Found in 2 comments on Hacker News
I wonder if this sort of approach actually interferes with children learning one of the most important lessons there is about science - it changes. What sets scientific inquiry apart from many other approaches is the willingness to identify, admit to, and resolve errors/omissions in the face of superior evidence.

Granted, if I wanted to learn about the moon, or rockets specifically I'd want the most up to date text I could find, but if that was all I read I'd end up learning less about science itself.

Of course, if the book is simply a chronology of events there's merit in expanding its range.

I don't know if the target audience being children makes this a non-issue, or an even bigger issue?

(And yes, I'm aware of and obsessed with this book - http://www.amazon.com/Structure-Scientific-Revolutions-Thoma... :-) )

epi0Bauqu · 2007-08-08 · Original thread
This reminds me of "The Structure of Scientific Revolutions" by Thomas S. Kuhn (http://www.amazon.com/Structure-Scientific-Revolutions-Thoma...). Kuhn dissects the idea of the "paradigm shift" in scientific thinking in the context of classical physics. It is basically argued that it takes people who aren't indoctrinated with the "old thinking" to come up with the "new thinking."

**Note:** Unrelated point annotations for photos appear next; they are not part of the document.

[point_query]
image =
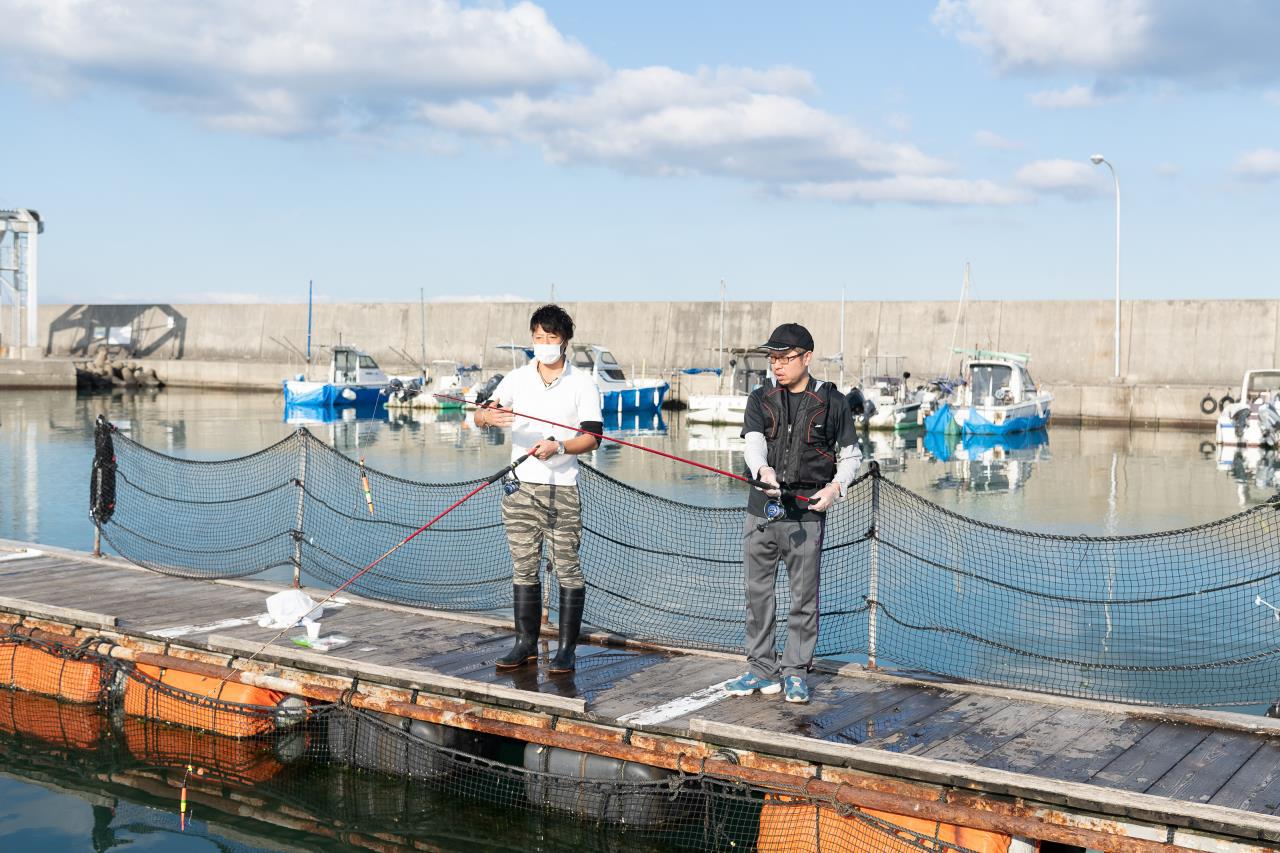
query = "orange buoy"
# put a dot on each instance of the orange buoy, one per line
(37, 667)
(238, 761)
(795, 826)
(209, 703)
(76, 726)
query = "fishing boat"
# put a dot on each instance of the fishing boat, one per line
(617, 392)
(355, 379)
(999, 397)
(885, 383)
(1253, 419)
(749, 368)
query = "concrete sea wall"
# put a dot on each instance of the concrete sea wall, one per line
(1171, 351)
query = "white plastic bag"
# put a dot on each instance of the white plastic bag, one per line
(288, 609)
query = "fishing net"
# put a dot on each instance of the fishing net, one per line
(346, 775)
(1180, 617)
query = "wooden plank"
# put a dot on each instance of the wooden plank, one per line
(1138, 767)
(396, 676)
(885, 723)
(1206, 767)
(1037, 744)
(1080, 797)
(1095, 749)
(58, 614)
(990, 734)
(1256, 787)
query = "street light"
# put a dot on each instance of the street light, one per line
(1097, 159)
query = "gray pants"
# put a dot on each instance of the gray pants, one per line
(799, 544)
(549, 512)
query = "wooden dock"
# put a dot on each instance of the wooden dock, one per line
(1092, 774)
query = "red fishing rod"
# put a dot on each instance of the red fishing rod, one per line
(759, 484)
(489, 480)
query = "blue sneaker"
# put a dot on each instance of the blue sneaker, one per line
(796, 689)
(746, 684)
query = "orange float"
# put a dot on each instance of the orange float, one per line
(205, 702)
(796, 828)
(37, 667)
(26, 715)
(214, 757)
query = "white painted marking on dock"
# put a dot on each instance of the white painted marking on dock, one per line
(666, 711)
(183, 630)
(26, 553)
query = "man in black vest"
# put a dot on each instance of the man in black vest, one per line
(800, 439)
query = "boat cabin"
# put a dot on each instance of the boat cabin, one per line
(999, 383)
(599, 363)
(355, 368)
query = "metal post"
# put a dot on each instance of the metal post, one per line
(297, 529)
(873, 583)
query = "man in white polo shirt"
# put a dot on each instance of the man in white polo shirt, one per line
(542, 498)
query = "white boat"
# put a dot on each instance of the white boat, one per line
(1253, 420)
(999, 397)
(885, 384)
(617, 392)
(749, 368)
(355, 379)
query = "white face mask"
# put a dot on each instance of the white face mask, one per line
(547, 352)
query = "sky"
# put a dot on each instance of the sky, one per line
(233, 150)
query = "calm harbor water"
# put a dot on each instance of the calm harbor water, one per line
(1065, 480)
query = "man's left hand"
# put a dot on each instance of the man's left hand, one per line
(544, 450)
(824, 497)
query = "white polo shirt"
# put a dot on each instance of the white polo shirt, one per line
(572, 398)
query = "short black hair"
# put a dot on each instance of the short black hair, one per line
(553, 319)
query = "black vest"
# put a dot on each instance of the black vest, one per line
(801, 448)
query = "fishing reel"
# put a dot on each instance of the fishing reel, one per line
(773, 511)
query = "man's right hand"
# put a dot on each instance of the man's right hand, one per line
(769, 477)
(494, 415)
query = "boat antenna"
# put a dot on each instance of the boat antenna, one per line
(749, 480)
(955, 329)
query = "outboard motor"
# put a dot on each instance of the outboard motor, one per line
(1269, 422)
(487, 389)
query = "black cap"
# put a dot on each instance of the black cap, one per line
(790, 336)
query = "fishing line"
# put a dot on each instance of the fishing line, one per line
(488, 480)
(759, 484)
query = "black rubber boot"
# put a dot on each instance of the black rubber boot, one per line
(528, 606)
(571, 624)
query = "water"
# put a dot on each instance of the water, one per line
(1074, 480)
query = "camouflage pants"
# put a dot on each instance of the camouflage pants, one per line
(552, 512)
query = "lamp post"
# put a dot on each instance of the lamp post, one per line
(1097, 159)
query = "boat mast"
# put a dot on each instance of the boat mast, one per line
(955, 329)
(421, 305)
(720, 379)
(310, 290)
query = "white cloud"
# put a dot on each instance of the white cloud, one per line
(1050, 35)
(295, 65)
(1072, 97)
(659, 121)
(917, 190)
(1258, 164)
(1068, 178)
(991, 140)
(1214, 44)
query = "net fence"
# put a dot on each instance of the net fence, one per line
(1180, 617)
(368, 779)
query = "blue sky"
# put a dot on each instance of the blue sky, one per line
(229, 150)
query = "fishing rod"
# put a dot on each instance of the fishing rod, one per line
(489, 480)
(773, 510)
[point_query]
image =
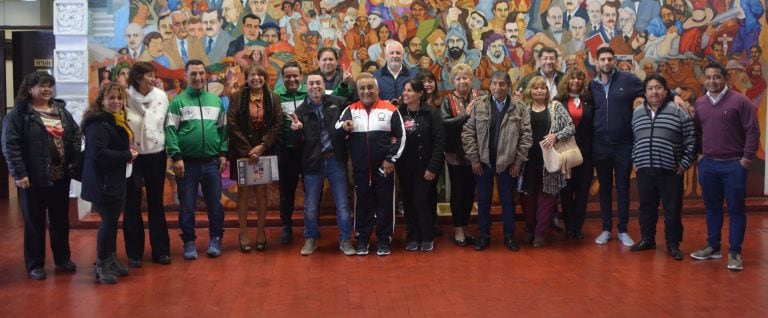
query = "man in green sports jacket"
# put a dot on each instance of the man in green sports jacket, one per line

In physics, this usually turns out to be people younger than 26, often through seminal PhD theses. But not always. Sometimes people dabble in secondary fields at older ages and come up with significant breakthroughs, like Linus Pauling (http://en.wikipedia.org/wiki/Linus_Pauling).

I'm not sure what I think about this regarding entrepreneurship. It seems that very successful entrepreneurs are not always coming up with revolutionary thinking, but instead executing well and paying attention to small details that make things work where they haven't before. As such, the age indoctrination barrier may not be as present as it is in physics. But of course there are the risk and drive barriers--people get settled and less willing to take risks and go through the arduous process of starting something new later in life.